Libertard Gov. Of IL Signs Internet Sales Tax Law. Web Business Owners Set to Flee IL

Discussion in 'Politics & Religion' started by rc8222, Mar 10, 2011.

  1. rc8222

    rc8222

  2. 377OHMS

    377OHMS

    That sucks. I suppose california is next.

    We have 10.25% sales tax here so I buy a few things online.

    The politicians just can't keep their hands off the internet.
     
  3. Ricter

    Ricter

    And yet, he's smarter than you!

    '"But Quinn, a Democrat, described the law as necessary to put the state’s “main street businesses” on “a level playing field” with online retailers and to protect main street jobs. In a statement issued by Quinn’s office, David Vite, president of the Illinois Retail Merchants Association praised the law as a matter of “fairness for retailers, fairness for the economy but most importantly, fairness for taxpayers.”'
     
  4. Business owners SHOULD flee the state.

    This is exactly what the Founders envisioned with State Sovereign rights. If one state abuses you, you're free to move to another.
     
  5. bone

    bone ET Sponsor

    Well, Illinois is just a utopian nirvana for progressive Democrats.
    The entire government apparatus in Illinois has been completely dominated by the Democratic party.

    Illinois chose to address the 'revenue shortfall' by sharply raising taxes on individuals and corporations. Why? Because Illinois wants to protect Middle Class Americans and provide services and opportunities for those that need it the most.

    As you can see, when the Democratic party has complete autonomy and authority at every level of government for decades on end, the public schools are superior and everyone is very happy. No crime, no drugs, no murder rate, all kinds of economic opportunity. Just a beautiful place. We got the Olympics here. Everyone is thrilled and happy. Businesses are waiting in line to relocated here - the Illinois Secretary of State actually ran out of number combinations for new LLC registrations. People are building retirement homes here. Everybody is looking for office space and residential space in Chicago. The procession of moving vans from the Sunbelt 'right-to-work' states winding into Illinois is amazing. Sears has sold out of snowblowers for the new Southern immigrants.
     
  6. pspr

    pspr

    I've run online businesses and see the problem from the online retailer, the states and the brick and mortar retailer. Most states need sales tax revenue to survive. When Internet sales were small it didn't affect them much. But, as Internet retail sales have grown and continue to grow the states living off sales taxes are losing tons of revenue.

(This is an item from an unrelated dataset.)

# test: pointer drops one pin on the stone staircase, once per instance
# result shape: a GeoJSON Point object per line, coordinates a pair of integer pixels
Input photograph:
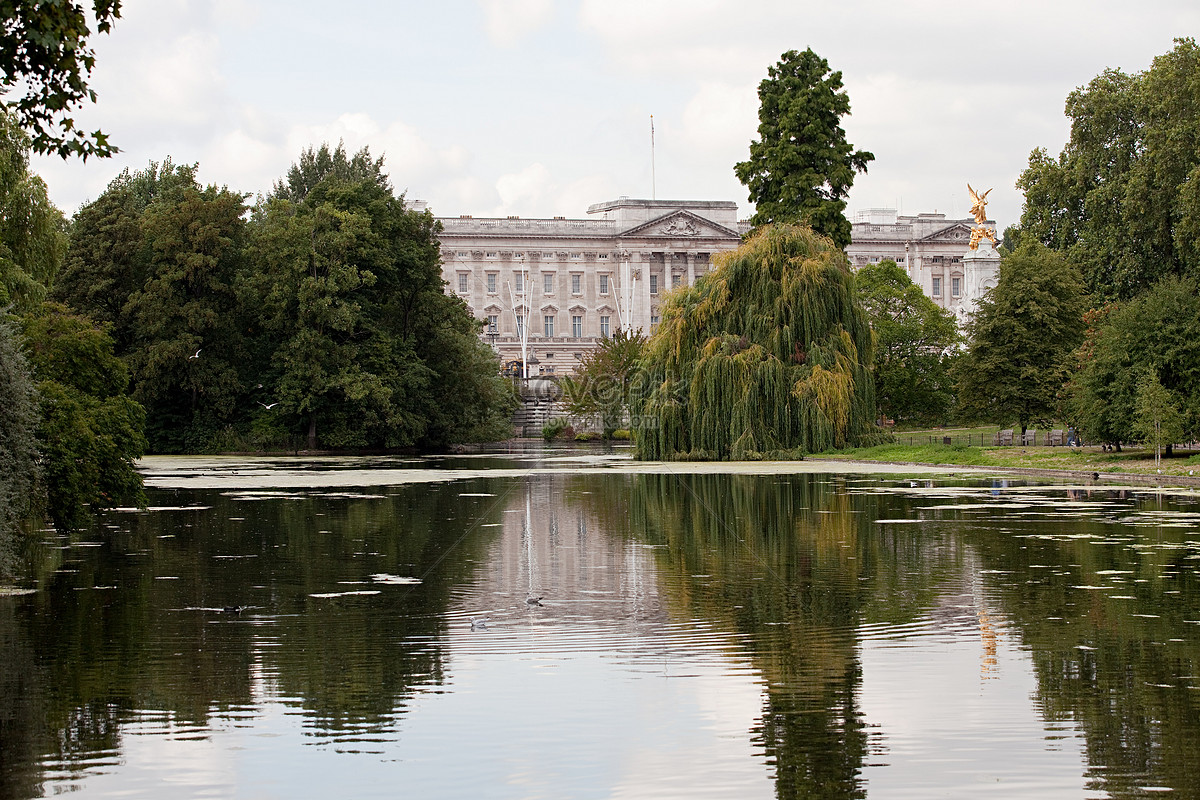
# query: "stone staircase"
{"type": "Point", "coordinates": [533, 414]}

    Each state requiring any online retailer to get a sales tax license and meet reporting/payment requirements if they have a presence in the state isn't going to work in the long run because the smaller retailer with nationwide affiliates can not afford to get licenses and meet reporting requirements for every state. But, in the short term the states see this as the only way to get the ball rolling.

    Eventually, when the licensing/reporting becomes so great that only big companies can start and maintain a retail Internet presence, the Federal government will have to step in and create a universal Internet sales tax that will be centrally implemented and shared with the states. Online retailers will only have to register at one place and collect the same sales tax from everyone they sell to in the U.S.

    I don't see any way this is not going to eventually happen unless states abolish sales taxes and use some other means of collecting the equivalent amount of taxes.
     
  7. bone

    bone ET Sponsor

    Like any good well-oiled progressive wealth redistribution machine, Illinois only approaches the budget from the revenue aspect and not the spending aspect. Illinois legislatures never met a tax they didn't like, and spending far more money than they take in doesn't seem to be a pressing issue when your political machine is the functional equivalent of the Soviet politburo in the 1970's.